During the Breaking of Bread service we shared, we sang- we worshiped the Lord, enjoying well-being and contentment.

The food was excellent as usual – even though Chef Shawn Barnett did not arrive until Saturday afternoon due to flight problems.  Breakfast at 7:00 AM and everyone was on time.  Break at 10:30 – many kept working through the break.  Lunch at 1:00, and people were late.  Break at 4:30 – many kept going.  Supper at 7:00…and again, many were late.  Having the facility ready for the staff and campers was the focus.  The weather was the challenge to overcome.

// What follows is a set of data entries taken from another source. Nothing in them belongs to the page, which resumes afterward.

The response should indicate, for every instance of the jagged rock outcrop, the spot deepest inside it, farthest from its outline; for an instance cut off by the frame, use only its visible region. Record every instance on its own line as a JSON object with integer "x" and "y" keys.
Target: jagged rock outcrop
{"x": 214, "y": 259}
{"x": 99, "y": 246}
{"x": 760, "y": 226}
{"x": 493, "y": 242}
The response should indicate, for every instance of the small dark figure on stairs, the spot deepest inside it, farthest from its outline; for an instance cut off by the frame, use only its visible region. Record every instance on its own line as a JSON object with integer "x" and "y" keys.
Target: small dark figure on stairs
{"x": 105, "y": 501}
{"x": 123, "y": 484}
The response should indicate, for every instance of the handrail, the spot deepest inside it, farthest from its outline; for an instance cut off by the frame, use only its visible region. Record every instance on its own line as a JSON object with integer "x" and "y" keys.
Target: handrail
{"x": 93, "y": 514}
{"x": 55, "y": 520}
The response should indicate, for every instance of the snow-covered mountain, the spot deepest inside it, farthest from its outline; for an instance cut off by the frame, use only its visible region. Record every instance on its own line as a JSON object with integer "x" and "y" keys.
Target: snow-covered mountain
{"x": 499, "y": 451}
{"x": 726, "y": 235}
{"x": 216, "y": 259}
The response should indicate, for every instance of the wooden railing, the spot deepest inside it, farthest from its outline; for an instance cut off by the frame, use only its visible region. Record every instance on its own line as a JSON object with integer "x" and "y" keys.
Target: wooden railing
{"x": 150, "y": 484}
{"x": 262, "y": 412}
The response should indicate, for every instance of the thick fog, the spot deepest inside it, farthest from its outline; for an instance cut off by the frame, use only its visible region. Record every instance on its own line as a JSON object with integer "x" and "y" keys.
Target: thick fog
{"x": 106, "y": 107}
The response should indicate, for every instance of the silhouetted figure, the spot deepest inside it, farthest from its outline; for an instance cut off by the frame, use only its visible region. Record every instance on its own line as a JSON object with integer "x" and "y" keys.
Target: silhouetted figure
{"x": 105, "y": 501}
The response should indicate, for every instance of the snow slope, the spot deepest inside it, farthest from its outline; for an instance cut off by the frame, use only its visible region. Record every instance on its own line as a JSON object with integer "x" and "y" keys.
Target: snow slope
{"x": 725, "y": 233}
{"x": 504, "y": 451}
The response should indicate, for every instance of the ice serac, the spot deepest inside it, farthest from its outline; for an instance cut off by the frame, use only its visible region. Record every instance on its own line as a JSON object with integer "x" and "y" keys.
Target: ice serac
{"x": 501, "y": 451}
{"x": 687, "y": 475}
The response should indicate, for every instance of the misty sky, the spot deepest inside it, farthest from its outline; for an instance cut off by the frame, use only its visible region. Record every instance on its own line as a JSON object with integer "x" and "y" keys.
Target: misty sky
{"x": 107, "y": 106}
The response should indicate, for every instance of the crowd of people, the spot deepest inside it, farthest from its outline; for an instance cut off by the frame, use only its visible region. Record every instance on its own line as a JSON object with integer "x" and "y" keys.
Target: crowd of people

The Deerfoot experience, particularly for the staff, develops a mental toughness!  I remember a staff training hike when many of the High Peaks trails were streams of water or swampy ponds.  I was wearing moisture absorbing socks.  They absorbed moisture to the place where my feet were in pain; my circulation was being cut off, my toes turned blue.  We pushed through the situation. Counselors can get a cabin full of problem campers – sometimes it is the campers themselves and the problems they bring.  At other times…it is the chemistry of the cabin.  Two weeks of dealing with situation after situation – but never quitting.  At DL we continually learn about physical, mental and spiritual toughness.

The Lord does want me to be happy – if this happiness is defined “enjoying well being and contentment”.  At DL the staff and campers sing “I’m so happy in Jesus every day”.  This can be true in a very significant way, when we live “In Partnership With God”.